Nutrition-related diseases pose significant threats to survival, health and well-being, particularly for the youngest and most vulnerable populations. In the United States, 47 million people and 6.5 million households with children are food insecure, 100 million adults and 14 million children live with obesity, and one third of 12–21-year-olds have iron deficiency. Globally, one-third of humanity faces malnutrition and 38.1% have obesity. The clustering and intersection of both diseases referred to as a “Syndemic” is a widespread global health crisis that demands our action.
Dr. Nancy Krebs and her team are making strides at the intersection of diet, health and environment by tackling the complex challenges climate change presents to maternal, infant and child health.
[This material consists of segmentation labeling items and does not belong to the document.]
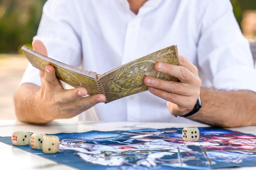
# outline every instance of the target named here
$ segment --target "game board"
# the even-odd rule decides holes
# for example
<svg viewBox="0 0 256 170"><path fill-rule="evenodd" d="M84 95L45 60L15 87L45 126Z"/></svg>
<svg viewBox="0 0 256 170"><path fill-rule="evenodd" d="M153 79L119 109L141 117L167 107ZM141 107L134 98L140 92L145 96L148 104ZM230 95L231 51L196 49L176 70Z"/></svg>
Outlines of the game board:
<svg viewBox="0 0 256 170"><path fill-rule="evenodd" d="M224 129L199 128L197 142L182 140L182 128L55 134L57 153L16 146L79 169L205 170L256 166L256 136ZM12 145L11 137L0 141Z"/></svg>

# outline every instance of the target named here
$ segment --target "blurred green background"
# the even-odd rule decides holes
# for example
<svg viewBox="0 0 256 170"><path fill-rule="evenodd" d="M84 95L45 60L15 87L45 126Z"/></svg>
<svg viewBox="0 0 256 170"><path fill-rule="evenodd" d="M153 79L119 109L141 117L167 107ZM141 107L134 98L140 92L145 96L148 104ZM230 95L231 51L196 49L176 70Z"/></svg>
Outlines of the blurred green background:
<svg viewBox="0 0 256 170"><path fill-rule="evenodd" d="M0 53L16 53L22 45L30 45L36 34L46 1L0 0ZM231 1L239 24L245 11L256 10L256 0Z"/></svg>

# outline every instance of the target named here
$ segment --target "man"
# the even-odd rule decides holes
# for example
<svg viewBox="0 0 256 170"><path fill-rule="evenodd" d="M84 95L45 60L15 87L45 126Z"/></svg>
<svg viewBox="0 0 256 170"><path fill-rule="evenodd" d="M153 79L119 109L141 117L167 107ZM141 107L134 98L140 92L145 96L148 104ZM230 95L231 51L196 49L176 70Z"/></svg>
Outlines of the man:
<svg viewBox="0 0 256 170"><path fill-rule="evenodd" d="M256 74L228 0L49 0L32 44L43 54L100 73L176 44L180 66L158 63L155 68L180 82L146 77L149 92L105 104L99 103L103 95L84 97L84 88L63 89L52 66L40 79L29 66L14 96L21 121L47 123L94 106L103 121L256 125ZM194 111L199 95L202 108L182 118Z"/></svg>

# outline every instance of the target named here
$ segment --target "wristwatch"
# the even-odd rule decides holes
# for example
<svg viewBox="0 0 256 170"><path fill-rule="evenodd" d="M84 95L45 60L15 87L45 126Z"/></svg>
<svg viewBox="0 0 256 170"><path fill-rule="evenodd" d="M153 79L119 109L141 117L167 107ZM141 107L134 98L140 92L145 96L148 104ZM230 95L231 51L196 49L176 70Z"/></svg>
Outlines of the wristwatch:
<svg viewBox="0 0 256 170"><path fill-rule="evenodd" d="M196 103L196 104L195 105L195 107L194 107L194 109L191 110L190 112L189 113L180 116L182 117L187 117L190 116L191 116L192 115L194 115L202 107L202 102L201 102L201 98L200 98L200 96L198 98L197 100L197 102Z"/></svg>

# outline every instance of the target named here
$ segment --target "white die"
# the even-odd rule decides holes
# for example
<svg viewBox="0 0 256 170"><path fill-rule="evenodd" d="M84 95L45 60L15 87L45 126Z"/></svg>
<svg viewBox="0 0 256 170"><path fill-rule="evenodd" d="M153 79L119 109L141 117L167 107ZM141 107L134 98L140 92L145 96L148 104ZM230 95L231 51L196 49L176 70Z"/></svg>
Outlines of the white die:
<svg viewBox="0 0 256 170"><path fill-rule="evenodd" d="M43 138L42 152L45 153L55 153L59 152L59 139L55 136L45 136Z"/></svg>
<svg viewBox="0 0 256 170"><path fill-rule="evenodd" d="M45 134L33 134L30 136L30 146L34 149L42 149L42 139Z"/></svg>
<svg viewBox="0 0 256 170"><path fill-rule="evenodd" d="M27 145L29 141L29 134L28 132L16 131L12 135L12 142L14 145Z"/></svg>
<svg viewBox="0 0 256 170"><path fill-rule="evenodd" d="M182 136L184 140L197 141L199 139L199 130L197 127L185 127L182 130Z"/></svg>

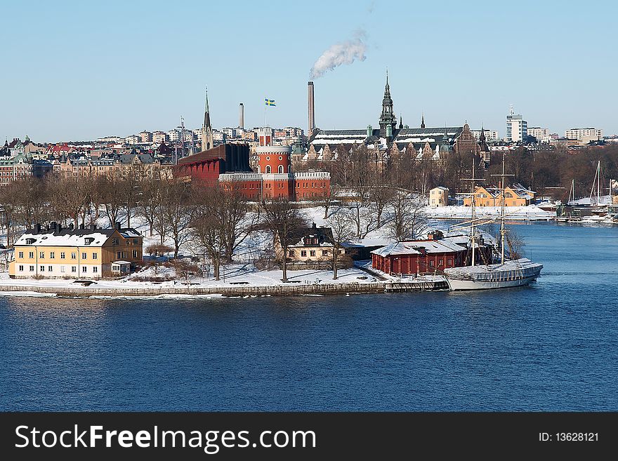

Following the largest preconception nutrition trial to date, her team discovered the impact of extreme heat exposure on pregnant women, marking the first trial to demonstrate that improved nutrition can alleviate the effects of extreme heat brought on by climate change. Considering the warming planet, Krebs advocates for a holistic approach to maternal health that emphasizes nutrition, including micronutrients, social and emotional support, and education for women.
For the past four decades, the Pediatric Nutrition Lab at the University of Colorado School of Medicine Department of Pediatrics, led by Krebs, has been at the forefront of state-of-the-art stable isotope studies of micronutrient bioavailability, along with infant and young child feeding studies in Denver, nationally and internationally. Since 2002, the group has participated in the National Institute of Child Health and Human Development (NICHD)’s Global Network for Women’s and Children’s Health Research, collaborating on multi-country studies aimed at improving the health and development of women and children in low- and middle-income countries.
Established in 1993, the CU School of Medicine Department of Pediatrics Section of Nutrition was the first independent program dedicated to addressing and promoting best practices for nutrition and physical activity with a focus on disease, health and well-being for infants and children.
Through clinical services, research, education, community outreach and advocacy, the section offers a wealth of expertise in obesity, undernutrition and micronutrient deficiencies, the three core nutrition areas recognized by the World Health Organization. Areas of emphasis include climate effects on nutrition, health equity/disparities, food as medicine, precision nutrition, brain-gut mechanisms, obesity interventions, developmental origins of adult disease, and drivers of eating behavior. The Section of Nutrition has a strong commitment to research and education. In 2024, the section had over $24 million in research funding; and their nutrition training programs include the nation’s longest-serving NIH-funded T32 program.
K. Michael Hambidge, MD, ScD, professor emeritus, an internationally renowned investigator and physician, was appointed as section head in 1993 followed by Nancy Krebs who served as the section head for 25 years beginning in 1998. In 2023, her successor, Ihuoma Eneli, MD, MS, professor of pediatrics and a nationally recognized expert in childhood obesity began her tenure as section head.